初公開の最有力候補と見られるのがリンク&コー 07 GTだ。低い車高のシューティングブレークはすでに中国で公開されており、欧州仕様に調整したバージョンは2027年の投入が計画されている。同社は現地の法規制に合わせて仕様、電子系統、装備を変更するとしているが、エンジン、バッテリー、航続距離、価格についてはまだ明らかにしていない。したがって、07 GTとパリでの発表との関連は、現時点ではあくまで推測にとどまる。
もう一つ、注目すべき手がかりがある。リンク&コーは4月に2ドアのコンセプトカー「Time to Shine」を公開しており、一方で同ブランドの現行欧州ラインナップはクロスオーバーのみで構成されている。ワゴンやクーペを投入すれば、飽和状態にある電気SUVセグメントでの直接競合から脱却できる。

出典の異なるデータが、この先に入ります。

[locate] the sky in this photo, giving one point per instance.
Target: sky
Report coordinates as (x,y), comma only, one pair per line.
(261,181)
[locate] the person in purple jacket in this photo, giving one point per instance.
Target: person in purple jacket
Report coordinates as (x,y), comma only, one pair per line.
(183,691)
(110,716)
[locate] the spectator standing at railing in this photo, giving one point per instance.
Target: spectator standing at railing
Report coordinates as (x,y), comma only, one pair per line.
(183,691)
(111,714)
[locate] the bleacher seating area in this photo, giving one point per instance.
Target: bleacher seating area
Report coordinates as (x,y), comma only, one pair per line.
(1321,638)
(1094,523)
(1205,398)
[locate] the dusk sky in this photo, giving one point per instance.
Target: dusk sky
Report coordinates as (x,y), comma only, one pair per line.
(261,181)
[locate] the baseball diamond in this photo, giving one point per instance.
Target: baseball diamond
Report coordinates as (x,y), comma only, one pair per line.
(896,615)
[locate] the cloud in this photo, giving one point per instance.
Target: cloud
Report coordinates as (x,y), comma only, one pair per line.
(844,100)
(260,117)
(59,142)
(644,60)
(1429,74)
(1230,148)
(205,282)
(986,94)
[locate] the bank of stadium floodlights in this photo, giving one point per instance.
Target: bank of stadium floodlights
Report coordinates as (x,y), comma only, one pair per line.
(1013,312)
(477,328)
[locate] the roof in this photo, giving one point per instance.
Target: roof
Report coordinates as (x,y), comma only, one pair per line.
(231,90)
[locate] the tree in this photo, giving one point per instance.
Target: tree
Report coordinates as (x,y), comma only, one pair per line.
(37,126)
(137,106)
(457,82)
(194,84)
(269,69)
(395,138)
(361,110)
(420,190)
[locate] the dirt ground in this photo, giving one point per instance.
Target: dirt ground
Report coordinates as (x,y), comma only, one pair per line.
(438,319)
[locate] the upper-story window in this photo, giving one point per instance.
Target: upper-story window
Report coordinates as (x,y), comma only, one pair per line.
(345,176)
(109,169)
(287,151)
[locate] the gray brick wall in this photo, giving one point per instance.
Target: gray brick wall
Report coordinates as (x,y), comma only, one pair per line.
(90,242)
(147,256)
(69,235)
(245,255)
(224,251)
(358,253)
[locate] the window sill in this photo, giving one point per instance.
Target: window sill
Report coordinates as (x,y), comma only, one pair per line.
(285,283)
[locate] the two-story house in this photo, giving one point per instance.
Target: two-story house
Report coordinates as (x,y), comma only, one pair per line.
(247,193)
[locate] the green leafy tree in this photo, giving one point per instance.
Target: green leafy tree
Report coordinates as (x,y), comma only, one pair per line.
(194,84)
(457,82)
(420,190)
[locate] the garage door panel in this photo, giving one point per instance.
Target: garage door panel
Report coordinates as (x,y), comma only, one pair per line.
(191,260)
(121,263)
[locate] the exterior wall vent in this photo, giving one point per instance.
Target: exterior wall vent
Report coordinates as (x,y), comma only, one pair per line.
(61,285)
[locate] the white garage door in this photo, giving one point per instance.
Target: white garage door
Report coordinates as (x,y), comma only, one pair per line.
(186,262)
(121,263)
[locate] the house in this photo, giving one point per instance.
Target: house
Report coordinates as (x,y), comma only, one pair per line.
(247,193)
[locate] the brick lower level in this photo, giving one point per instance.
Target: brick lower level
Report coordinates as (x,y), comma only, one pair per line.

リンク&コーは現在、欧州25市場で展開し、140以上のパートナー販売拠点を持つ。購入者にとっては、これはショーでの初公開そのものより重要な意味を持つ。新型車は、EUの主要市場以外でもサービス体制、ボディパーツの供給、分かりやすい保証があって初めて市場での意味を持つからだ。
10月までに確実に分かっているのは、発表の場所と形式だけだ。パワートレインの種類、仕様、価格、そして新型車の発売開始時期について、リンク&コーはショーが近づいた時点で発表するとしている。